Context. Insulin stimulated glucose uptake in skeletal muscle is mediated through the translocation of the insulin sensitive glucose transporter (GLUT4)-containing vesicles to the plasma membrane. Thus, skeletal muscle GLUT4 content plays an important role for whole body insulin sensitivity.

Objectives. 1. To examine the relative impact of genetic vs. environmental factors on skeletal muscle GLUT4 mRNA expression using biometric modeling. 2. To identify factors influencing a) the expression of GLUT4 and b) insulin stimulated whole body metabolism.

Design. We measured GLUT4 mRNA expression in biopsies from young and elderly monozygotic (MZ) and dizygotic (DZ) twins before and during a 2-h hyperinsulinaemic euglycaemic clamp including [3-³H]-tritiated glucose and indirect calorimetry.

Participants. A random sample of young (22-31 yr, n = 89) and elderly (57-66 yr, n = 69) same sex MZ and DZ twin pairs identified through The Danish Twin Register.
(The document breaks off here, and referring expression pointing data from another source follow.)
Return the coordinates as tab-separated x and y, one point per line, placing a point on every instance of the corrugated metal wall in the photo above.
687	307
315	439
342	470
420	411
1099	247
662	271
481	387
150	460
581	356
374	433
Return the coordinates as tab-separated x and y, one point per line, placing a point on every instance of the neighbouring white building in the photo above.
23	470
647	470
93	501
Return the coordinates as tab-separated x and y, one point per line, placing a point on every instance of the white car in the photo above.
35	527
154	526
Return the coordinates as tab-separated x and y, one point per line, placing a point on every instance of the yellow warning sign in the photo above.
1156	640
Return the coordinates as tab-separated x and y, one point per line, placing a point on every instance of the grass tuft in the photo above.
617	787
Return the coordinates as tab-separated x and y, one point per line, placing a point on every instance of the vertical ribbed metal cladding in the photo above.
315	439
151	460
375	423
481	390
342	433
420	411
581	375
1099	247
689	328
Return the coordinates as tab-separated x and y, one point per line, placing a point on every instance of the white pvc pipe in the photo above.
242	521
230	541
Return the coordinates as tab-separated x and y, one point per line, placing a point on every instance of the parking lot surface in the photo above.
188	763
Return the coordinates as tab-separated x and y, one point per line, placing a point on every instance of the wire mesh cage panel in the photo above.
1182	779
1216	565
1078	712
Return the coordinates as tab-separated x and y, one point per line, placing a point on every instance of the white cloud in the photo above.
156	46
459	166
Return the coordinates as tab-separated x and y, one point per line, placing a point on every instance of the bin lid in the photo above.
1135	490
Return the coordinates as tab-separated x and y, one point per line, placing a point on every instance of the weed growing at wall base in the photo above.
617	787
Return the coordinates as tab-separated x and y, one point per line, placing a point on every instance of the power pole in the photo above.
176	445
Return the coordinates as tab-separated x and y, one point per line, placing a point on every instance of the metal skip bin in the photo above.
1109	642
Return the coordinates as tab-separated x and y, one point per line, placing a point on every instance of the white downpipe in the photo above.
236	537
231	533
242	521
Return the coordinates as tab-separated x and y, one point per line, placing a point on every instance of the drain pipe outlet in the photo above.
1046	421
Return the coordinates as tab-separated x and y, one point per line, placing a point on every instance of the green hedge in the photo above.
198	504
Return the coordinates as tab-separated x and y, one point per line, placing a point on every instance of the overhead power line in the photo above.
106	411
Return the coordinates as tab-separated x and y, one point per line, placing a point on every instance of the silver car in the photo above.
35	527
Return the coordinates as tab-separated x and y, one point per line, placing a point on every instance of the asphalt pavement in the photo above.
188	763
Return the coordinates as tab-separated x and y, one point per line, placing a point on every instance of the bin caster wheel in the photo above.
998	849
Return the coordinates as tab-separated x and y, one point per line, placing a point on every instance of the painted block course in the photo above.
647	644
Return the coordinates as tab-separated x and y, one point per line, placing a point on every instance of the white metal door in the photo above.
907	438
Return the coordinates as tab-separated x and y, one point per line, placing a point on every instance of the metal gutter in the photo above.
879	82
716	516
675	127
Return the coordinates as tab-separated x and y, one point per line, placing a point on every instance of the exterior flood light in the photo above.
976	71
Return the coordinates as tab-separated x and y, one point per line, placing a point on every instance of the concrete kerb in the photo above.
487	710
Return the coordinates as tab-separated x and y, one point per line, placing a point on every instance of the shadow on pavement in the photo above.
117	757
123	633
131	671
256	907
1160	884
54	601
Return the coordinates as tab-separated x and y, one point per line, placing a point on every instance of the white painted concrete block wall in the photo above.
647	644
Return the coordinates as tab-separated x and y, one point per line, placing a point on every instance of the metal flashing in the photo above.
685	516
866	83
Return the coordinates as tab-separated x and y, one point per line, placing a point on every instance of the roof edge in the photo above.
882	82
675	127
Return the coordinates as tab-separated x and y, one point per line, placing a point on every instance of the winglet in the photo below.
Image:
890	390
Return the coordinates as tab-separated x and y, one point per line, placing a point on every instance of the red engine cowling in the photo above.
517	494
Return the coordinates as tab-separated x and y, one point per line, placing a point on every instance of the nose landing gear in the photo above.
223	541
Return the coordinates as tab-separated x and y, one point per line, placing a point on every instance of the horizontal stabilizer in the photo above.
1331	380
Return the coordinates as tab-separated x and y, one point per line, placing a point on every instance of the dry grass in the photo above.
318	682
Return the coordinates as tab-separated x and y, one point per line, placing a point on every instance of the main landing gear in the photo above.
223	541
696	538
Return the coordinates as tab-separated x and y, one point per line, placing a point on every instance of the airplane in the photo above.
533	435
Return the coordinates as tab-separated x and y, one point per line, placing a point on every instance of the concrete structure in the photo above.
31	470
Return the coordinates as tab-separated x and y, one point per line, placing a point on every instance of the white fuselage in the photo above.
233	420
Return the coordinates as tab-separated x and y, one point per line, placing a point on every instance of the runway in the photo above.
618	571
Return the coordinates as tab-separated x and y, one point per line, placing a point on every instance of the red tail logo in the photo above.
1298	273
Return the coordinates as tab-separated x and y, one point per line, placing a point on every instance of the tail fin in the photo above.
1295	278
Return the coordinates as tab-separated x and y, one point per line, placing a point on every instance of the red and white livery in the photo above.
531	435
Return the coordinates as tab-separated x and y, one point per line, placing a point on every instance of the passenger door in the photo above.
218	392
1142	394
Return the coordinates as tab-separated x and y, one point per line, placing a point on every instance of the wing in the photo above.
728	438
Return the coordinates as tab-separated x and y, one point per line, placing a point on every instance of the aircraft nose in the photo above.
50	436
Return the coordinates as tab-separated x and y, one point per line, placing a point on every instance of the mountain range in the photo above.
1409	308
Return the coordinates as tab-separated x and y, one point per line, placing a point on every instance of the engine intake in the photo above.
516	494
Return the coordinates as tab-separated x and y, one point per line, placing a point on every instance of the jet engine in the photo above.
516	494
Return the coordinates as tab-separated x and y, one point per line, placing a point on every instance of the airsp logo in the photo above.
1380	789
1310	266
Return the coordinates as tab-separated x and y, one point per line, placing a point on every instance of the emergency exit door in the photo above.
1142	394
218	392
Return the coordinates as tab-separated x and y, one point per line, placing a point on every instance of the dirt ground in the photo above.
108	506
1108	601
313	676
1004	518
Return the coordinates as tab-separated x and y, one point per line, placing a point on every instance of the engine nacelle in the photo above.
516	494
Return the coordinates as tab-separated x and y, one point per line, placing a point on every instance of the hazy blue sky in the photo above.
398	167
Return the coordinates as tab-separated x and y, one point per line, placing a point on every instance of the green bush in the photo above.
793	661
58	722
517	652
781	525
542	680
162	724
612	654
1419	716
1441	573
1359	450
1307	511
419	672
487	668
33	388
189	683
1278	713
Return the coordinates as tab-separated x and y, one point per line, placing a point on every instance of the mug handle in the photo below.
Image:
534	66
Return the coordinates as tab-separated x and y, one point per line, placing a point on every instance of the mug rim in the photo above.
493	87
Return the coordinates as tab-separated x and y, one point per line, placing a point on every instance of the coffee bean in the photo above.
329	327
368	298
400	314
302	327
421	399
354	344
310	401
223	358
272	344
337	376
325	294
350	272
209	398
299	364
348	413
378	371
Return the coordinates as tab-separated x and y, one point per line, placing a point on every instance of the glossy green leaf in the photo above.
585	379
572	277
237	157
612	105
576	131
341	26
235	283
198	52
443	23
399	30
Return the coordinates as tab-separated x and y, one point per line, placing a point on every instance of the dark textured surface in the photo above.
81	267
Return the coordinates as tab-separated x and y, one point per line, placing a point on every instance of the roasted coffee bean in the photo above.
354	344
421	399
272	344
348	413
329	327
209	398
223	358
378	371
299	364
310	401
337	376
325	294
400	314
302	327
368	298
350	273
Results. We found a major genetic component in the control of basal and insulin stimulated GLUT4 mRNA expression in young and elderly twins. The GLUT4 gene expression increased upon insulin stimulation in both young and elderly twins. Multiple regression analysis revealed that both basal and insulin stimulated GLUT4 mRNA expression was positively related to birth weight and VO₂max, and higher in MZ vs. DZ twins as well as in males vs. females. Both basal and insulin stimulated expression of GLUT4 was independently and significantly related to whole body in vivo insulin action, non-oxidative glucose metabolism and glucose oxidation.

Conclusion. We show that skeletal muscle GLUT4 gene expression in twins is significantly and independently related to glucose metabolism and is determined by both genetic and non-genetic factors including zygosity and birth weight.